When a Common Skin Cancer Advances

doctor explaining to patient
Photo: MORSA IMAGES/DIGITALVISION/GETTY IMAGES

Among the millions of people diagnosed with basal cell carcinoma (BCC) each year, most are easily treated, but some are not so lucky. Our experts explain how BCC can become advanced and, in rare cases, even life-threatening. Today there are more options for these patients, and this guide provides knowledge, navigation and support.

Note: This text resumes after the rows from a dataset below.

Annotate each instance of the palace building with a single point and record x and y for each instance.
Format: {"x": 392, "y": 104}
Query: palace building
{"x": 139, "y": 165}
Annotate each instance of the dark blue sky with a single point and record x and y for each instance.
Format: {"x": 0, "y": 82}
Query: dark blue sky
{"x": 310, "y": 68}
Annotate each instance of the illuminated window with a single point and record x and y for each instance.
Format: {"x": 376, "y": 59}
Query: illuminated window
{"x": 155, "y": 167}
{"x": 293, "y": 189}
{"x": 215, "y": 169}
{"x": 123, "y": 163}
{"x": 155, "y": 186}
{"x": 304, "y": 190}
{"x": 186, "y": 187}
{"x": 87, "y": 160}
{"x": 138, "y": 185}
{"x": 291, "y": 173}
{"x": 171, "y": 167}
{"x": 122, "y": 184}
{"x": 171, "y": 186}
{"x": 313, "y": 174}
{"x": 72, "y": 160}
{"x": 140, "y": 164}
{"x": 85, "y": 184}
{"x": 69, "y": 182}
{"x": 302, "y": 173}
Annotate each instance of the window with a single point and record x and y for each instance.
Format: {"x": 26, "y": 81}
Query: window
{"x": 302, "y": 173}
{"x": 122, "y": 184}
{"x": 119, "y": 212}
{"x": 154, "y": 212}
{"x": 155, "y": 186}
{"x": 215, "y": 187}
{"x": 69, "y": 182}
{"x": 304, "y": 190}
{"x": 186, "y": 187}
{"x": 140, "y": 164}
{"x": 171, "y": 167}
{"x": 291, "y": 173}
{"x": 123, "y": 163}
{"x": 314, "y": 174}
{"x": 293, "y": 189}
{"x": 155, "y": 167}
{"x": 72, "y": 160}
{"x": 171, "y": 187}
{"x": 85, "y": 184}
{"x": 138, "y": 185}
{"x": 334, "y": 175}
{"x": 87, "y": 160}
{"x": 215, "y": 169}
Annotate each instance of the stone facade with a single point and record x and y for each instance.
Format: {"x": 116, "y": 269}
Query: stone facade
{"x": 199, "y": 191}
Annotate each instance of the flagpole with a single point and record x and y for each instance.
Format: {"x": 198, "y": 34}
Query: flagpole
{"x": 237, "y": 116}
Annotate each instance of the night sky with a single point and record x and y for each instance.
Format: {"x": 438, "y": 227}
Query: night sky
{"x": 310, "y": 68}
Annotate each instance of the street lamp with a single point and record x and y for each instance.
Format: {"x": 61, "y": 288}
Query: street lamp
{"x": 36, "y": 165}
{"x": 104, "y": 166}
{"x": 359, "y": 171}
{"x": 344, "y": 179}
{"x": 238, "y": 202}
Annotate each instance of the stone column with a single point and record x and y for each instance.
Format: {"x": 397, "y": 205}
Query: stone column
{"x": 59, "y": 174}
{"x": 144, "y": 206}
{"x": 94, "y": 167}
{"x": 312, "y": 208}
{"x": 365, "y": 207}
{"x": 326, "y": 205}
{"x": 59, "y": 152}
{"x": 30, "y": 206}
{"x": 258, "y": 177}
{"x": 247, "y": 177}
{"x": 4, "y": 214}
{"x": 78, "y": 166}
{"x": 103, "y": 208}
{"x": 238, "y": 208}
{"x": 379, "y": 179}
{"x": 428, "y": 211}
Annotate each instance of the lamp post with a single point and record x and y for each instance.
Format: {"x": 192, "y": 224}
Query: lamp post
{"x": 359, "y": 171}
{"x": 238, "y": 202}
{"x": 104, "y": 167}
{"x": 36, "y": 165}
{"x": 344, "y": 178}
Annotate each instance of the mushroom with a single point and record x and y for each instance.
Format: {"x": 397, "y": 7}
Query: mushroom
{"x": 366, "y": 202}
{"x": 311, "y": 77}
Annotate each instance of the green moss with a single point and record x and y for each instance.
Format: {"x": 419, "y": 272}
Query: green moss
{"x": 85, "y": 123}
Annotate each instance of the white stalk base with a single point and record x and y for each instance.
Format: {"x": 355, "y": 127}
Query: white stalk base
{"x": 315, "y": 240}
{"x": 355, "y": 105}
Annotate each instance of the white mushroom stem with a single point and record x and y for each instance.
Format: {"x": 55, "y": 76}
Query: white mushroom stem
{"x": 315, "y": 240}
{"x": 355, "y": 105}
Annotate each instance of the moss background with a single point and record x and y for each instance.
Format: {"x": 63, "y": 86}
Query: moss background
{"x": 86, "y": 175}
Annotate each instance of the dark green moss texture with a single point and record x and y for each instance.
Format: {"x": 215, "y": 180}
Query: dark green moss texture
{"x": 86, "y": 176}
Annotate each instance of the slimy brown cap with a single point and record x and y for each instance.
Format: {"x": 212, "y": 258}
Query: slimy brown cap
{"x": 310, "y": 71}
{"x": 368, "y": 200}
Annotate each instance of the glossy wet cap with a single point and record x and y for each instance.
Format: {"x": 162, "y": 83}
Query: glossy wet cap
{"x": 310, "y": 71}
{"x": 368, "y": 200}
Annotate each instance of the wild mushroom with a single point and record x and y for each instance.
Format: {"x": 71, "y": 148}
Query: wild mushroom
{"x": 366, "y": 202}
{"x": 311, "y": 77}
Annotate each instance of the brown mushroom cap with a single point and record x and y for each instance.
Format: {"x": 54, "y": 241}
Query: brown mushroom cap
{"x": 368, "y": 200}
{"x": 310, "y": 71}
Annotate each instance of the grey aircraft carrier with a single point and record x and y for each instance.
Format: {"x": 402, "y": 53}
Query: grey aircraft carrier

One of the toughest things a doctor ever has to do is deliver a cancer diagnosis — but dermatologists do it every day. Skin cancer is common; in fact, basal cell carcinoma (BCC) is the world’s most common cancer, so dermatologists see a lot of it. While it is difficult to pinpoint the exact number of BCC cases in the U.S., The Skin Cancer Foundation estimates it as 3.6 million a year. That’s nearly 10,000 diagnoses a day.

Some BCC Basics

  • BCCs are uncontrolled growths that arise from basal cells in the outermost layer of the skin. Most BCCs are caused by exposure to ultraviolet (UV) radiation from the sun. UV from indoor tanning can also increase risk for BCC.
  • Over time, UV radiation damages DNA in the skin. The body repairs some of the damage, but what remains unrepaired can trigger mutations that lead to skin cancer.
  • Not all BCCs look alike. In fact, they might look like a pimple, a sore that doesn’t heal, a shiny bump, a scar-like area, a pink or reddish patch or something else. In patients with darker skin, about half of BCCs are pigmented (meaning brown in color). Some people develop multiple BCCs over a lifetime.
  • The good news: Because skin cancer is a cancer you can see, these tumors tend to be detected early, when they are easiest to treat and have the best chance of a cure. The Skin Cancer Foundation’s Big See campaign keeps it simple: Look for anything new, changing or unusual on your skin and let your dermatologist know. With early detection and prompt treatment, almost all BCCs can be successfully cured without complications.
  • The not-so-good news: There are some exceptions. “It’s essential for people to understand that in its advanced stages, BCC can be disfiguring and even deadly if left untreated, just like any other cancer,” says John Strasswimmer, MD, PhD, a board-certified dermatologist based in Palm Beach County, Florida, who focuses on Mohs surgery and cutaneous oncology. “We’re just lucky that we have become good at diagnosing and treating it most of the time.”

Below the Surface

BCCs are notorious for often looking like “no big deal” on the surface while growing “roots” that can burrow deep into the skin and cause damage. Like rogue tree roots that burrow into the ground and disrupt underground plumbing, cable and utility services, BCCs can invade deep into the skin and even damage nerves, muscle and bone.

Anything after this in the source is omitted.